The National Council for Human Rights (NCHR) released a report on Friday describing in detail the situation inside high security prison Tora 992, more commonly known as Al-Aqrab prison.
The delegation visited the prison on Thursday, 16 May, one day after they were granted permission by Prosecutor General Tala’at Abdullah. The visit lasted seven hours, in which the delegation met with several top prison officials.
The prison is divided into wards 1, 2, 3, and 4, each of them divided into a further four sectors with each sector containing 20 cells and a bathroom. Each cell has between three and four prisoners, “except in the case of ‘Political Islam prisoners,’ who have an entire sector allocated to them. They are a total of 19 prisoners, some of them serving sentences and others are on remand,” the report said.
All prisoners are staying in wards number 1 and 2. One of the remaining two wards is currently under construction and the other contains no prisoners.
The report states that the cells inside ward 1 are rickety and electricity wires inside the ward are uncovered. The ward hosts 245 prisoners but the sewage network is not set up to handle this number causing poor hygiene conditions. The place crawls with cockroaches, mice, mosquitoes, flies and cats. The number of inmates is also affecting air quality inside the ward. “Pure air becomes a crisis that requires immediate intervention,” the report said.
Ward number 2 is made up of four sectors as well. The first is the one that includes the 19 Islamist prisoners. “It has the best conditions in the prison in terms of hygiene and the number of prisoners,” the report said, adding that because of their small numbers, every inmate gets his own cell.
The fourth sector hosts only four detainees who are being held on remand for alleged involvement in Black Bloc activities. The four have chosen to stay in one cell instead of three staying together and one remaining alone or staying in a cell each. The cell they are staying in is very hot and is not well ventilated. Prison officials promised the delegation that a fan will be provided for them soon. The four detainees have been assaulted physically and verbally.
While the law allows families to visit inmates once a week, the four detainees said their families were only allowed to see them once during their stay of over a month in prison. They were also not allowed to take their exams.

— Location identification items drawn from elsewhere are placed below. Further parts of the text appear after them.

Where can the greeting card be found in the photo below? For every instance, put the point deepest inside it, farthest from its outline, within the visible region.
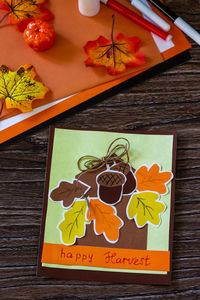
(108, 207)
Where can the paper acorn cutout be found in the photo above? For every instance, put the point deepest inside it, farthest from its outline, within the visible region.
(130, 184)
(110, 186)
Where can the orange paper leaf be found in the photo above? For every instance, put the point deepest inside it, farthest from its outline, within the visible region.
(114, 55)
(152, 179)
(105, 220)
(21, 12)
(19, 89)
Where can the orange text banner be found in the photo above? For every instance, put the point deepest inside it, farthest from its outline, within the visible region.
(106, 257)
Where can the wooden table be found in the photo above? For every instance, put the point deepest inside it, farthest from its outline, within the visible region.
(169, 101)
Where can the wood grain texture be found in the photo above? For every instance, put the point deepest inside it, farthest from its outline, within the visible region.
(170, 101)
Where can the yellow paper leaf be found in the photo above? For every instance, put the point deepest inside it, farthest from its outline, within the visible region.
(145, 208)
(19, 89)
(74, 224)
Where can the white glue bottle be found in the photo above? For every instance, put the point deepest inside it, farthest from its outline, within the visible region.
(89, 8)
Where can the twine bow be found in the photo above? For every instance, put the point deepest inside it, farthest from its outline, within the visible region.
(114, 153)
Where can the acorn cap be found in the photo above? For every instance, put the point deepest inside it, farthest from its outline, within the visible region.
(111, 179)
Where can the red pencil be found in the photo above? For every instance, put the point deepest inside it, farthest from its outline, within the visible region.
(137, 19)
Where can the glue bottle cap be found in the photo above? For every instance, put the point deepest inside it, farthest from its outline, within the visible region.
(89, 8)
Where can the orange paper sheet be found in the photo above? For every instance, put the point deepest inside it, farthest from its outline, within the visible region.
(62, 67)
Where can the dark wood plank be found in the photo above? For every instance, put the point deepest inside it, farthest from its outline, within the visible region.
(169, 101)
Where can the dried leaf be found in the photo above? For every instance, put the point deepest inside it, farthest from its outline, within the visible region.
(74, 224)
(116, 54)
(105, 220)
(22, 12)
(152, 179)
(67, 192)
(145, 208)
(19, 89)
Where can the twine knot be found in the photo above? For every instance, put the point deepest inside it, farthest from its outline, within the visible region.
(89, 163)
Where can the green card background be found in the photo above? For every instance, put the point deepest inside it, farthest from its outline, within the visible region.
(70, 145)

The prison also has nine detainees who have been or remand longer than the amount of time allowed. Among them are two who have been in prison since 2004 and three who have been in prison since 2005. The council has sent a memo regarding these nine to the prosecutor general.
The visit to Al-Aqrab prison is part of a series of visits the council plans to pay to prisons after deciding in a meeting on 19 May that there is a need for a strategy to reform penal institutions. The decision stemmed out of the council’s concerns due to deterioration of infrastructure, safety criteria, and healthcare, in addition to the overcrowding of prisons.
The council urgently called for the need of treating all inmates based on the international standards of treating prisoners, without any discrimination, renovating wards to provide the basic human needs and following up on the health of prisoners and providing them with needed surgery without delay. Among its demands were also providing students with the appropriate conditions to take their tests and access books, as well as setting up classes to eradicate illiteracy.